Sexually suspect panda gives birth to twins

(Reuters)
Updated: 2007-08-10 17:23

BEIJING -- A panda once believed to be male and sent to Japan to breed with a female without success gave birth to twin cubs this week, state media reported on Thursday.


A panda holds her cub at Chengdu Research Base of Giant Panda Breeding in Chengdu, southwest China's Sichuan province July 26, 2007. The giant panda is one of the world's most endangered species and is found only in China.  [Reuters]

The panda, "Jinzhu", gave birth to two female cubs on Monday at the Wolong Nature Reserve in the mountainous southwestern province of Sichuan, 11 years after being declared male at birth in 1996, Xinhua news agency said.

"Jinzhu was believed to be male owing to her inconspicuous secondary sex characteristic and behaviour," the agency quoted Wei Rongping, assistant director of the reserve's research centre, as saying.

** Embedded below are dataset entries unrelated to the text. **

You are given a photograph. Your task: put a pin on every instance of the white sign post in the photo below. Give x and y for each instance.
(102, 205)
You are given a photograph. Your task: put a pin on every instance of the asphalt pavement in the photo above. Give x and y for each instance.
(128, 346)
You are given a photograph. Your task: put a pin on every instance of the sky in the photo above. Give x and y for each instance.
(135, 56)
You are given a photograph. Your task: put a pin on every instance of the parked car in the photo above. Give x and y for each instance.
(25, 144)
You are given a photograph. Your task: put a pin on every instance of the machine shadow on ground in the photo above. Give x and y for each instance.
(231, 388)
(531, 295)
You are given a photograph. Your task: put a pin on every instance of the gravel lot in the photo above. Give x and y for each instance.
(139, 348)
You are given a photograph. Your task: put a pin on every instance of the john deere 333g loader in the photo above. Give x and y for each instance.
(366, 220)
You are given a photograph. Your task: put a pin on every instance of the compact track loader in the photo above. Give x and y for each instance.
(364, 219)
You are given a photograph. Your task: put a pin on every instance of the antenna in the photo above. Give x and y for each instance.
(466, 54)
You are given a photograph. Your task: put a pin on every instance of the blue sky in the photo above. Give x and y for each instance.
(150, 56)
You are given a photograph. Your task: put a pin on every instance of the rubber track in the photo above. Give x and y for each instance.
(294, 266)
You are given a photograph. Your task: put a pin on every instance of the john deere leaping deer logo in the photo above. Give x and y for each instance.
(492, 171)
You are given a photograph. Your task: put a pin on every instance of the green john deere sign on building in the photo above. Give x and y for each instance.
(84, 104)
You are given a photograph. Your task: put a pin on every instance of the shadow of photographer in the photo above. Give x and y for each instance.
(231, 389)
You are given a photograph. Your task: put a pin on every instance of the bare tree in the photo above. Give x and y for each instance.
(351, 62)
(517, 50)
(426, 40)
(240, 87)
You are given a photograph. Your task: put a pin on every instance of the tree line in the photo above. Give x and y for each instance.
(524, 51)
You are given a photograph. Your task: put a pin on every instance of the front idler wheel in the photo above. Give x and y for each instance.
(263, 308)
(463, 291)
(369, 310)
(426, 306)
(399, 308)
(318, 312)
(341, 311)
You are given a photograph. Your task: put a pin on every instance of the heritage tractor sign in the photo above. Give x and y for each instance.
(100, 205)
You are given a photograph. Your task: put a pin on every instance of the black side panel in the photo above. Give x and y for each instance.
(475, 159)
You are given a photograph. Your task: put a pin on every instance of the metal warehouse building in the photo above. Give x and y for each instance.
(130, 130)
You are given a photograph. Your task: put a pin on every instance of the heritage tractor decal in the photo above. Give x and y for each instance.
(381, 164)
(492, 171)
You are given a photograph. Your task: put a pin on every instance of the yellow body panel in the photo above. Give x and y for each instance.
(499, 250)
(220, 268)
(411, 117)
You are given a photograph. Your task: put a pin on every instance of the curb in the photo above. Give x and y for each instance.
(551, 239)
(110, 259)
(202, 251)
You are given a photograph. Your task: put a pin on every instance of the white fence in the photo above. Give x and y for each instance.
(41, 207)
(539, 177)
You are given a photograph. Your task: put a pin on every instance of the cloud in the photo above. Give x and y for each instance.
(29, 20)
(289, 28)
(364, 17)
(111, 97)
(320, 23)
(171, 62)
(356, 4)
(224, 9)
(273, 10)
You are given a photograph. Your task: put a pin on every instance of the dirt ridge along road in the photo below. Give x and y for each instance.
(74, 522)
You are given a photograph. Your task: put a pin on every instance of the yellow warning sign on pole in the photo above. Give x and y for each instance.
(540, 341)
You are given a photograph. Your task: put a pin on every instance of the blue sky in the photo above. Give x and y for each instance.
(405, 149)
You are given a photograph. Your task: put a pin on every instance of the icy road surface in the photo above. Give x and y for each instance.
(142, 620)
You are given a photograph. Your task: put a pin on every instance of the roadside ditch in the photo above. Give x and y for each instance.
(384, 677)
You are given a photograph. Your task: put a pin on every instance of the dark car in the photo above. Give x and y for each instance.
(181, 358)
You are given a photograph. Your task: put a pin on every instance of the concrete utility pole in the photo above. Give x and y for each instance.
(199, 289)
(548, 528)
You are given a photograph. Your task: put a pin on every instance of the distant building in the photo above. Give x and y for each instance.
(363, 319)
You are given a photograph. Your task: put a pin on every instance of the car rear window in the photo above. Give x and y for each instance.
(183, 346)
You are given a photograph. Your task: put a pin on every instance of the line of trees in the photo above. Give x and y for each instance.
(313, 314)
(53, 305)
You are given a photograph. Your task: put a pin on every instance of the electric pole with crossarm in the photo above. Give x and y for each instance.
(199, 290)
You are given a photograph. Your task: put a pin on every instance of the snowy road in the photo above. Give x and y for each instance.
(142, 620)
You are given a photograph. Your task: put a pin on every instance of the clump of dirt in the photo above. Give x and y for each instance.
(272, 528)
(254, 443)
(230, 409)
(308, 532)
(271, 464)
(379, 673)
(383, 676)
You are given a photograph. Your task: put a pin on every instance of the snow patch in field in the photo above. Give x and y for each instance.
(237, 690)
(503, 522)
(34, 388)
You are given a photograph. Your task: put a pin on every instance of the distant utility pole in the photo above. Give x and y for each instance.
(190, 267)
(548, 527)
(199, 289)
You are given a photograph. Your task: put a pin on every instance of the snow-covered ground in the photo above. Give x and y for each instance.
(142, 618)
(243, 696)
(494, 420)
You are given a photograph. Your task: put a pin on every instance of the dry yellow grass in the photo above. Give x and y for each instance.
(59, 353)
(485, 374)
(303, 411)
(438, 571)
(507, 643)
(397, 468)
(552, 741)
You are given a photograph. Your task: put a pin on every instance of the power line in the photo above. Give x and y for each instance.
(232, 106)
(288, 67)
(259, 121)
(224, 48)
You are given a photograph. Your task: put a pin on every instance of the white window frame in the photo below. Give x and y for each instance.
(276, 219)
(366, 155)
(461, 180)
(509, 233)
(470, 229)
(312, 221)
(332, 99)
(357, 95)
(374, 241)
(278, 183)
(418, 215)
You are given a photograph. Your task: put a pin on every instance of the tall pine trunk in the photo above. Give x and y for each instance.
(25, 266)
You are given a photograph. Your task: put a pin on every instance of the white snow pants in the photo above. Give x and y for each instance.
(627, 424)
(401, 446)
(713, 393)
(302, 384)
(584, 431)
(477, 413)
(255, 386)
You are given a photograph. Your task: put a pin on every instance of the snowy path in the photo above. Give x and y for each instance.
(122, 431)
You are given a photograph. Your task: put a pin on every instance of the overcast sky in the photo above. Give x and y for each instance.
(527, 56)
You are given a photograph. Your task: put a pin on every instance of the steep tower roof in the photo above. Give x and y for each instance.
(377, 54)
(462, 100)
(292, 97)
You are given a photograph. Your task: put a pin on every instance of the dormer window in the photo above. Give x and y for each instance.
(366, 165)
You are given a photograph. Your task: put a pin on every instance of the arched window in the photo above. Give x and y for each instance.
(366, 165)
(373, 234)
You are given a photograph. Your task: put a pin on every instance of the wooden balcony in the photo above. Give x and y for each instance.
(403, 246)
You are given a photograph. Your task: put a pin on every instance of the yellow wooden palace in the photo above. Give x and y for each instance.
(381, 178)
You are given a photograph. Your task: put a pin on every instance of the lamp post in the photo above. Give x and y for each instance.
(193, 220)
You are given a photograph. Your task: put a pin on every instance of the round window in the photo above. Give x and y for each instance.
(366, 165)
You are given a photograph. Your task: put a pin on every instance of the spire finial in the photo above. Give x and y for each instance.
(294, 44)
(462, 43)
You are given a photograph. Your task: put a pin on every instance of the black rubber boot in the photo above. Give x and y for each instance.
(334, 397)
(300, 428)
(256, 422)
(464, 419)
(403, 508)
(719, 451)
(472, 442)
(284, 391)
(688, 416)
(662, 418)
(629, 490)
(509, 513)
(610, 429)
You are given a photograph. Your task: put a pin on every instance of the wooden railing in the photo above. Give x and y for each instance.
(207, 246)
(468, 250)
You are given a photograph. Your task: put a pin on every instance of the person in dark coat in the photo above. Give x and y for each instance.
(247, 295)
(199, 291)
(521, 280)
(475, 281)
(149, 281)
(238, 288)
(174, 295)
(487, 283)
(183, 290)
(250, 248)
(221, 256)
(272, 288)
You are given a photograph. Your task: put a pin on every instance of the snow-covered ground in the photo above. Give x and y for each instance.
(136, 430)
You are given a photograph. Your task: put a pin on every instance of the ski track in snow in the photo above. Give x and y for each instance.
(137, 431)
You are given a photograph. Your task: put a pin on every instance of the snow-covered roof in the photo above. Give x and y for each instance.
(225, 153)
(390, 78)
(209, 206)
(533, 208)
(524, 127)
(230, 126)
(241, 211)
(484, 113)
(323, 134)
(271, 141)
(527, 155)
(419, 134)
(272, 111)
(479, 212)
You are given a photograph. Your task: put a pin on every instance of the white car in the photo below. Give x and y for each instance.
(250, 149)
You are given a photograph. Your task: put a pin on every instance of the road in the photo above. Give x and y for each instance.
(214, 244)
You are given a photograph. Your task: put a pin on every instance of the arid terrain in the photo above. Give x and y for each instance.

Jinzhu was sent to Japan in 2000 to mate with a female, the report said.

"When the pandas showed complete disinterest, experts decided to turn to artificial insemination, leading to the discovery that Jinzhu had no penis," it added.

Jinzhu was sent back to China in 2002, with experts arguing the panda was either a hermaphrodite or had "undeveloped" sexual organs.

"The penis of an adult panda is only about 3 cm (1.2 ins) long," Xinhua quoted Li Deshen, a panda expert, as saying, as a possible reason for the mix-up.

It was not until 2005 that scientists discovered nine-year-old Jinzhu's ovaries were positioned in the wrong place, and gave her a two-hour operation to make her a "normal girl", Xinhua said.

Jinzhu subsequently mated with a male in March 2007 and gave birth 142 days later, Xinhua said.

The giant panda is one of the world's most endangered species and is found only in China. An estimated 1,600 wild pandas live in nature reserves n China's Sichuan, Gansu and Shaanxi provinces.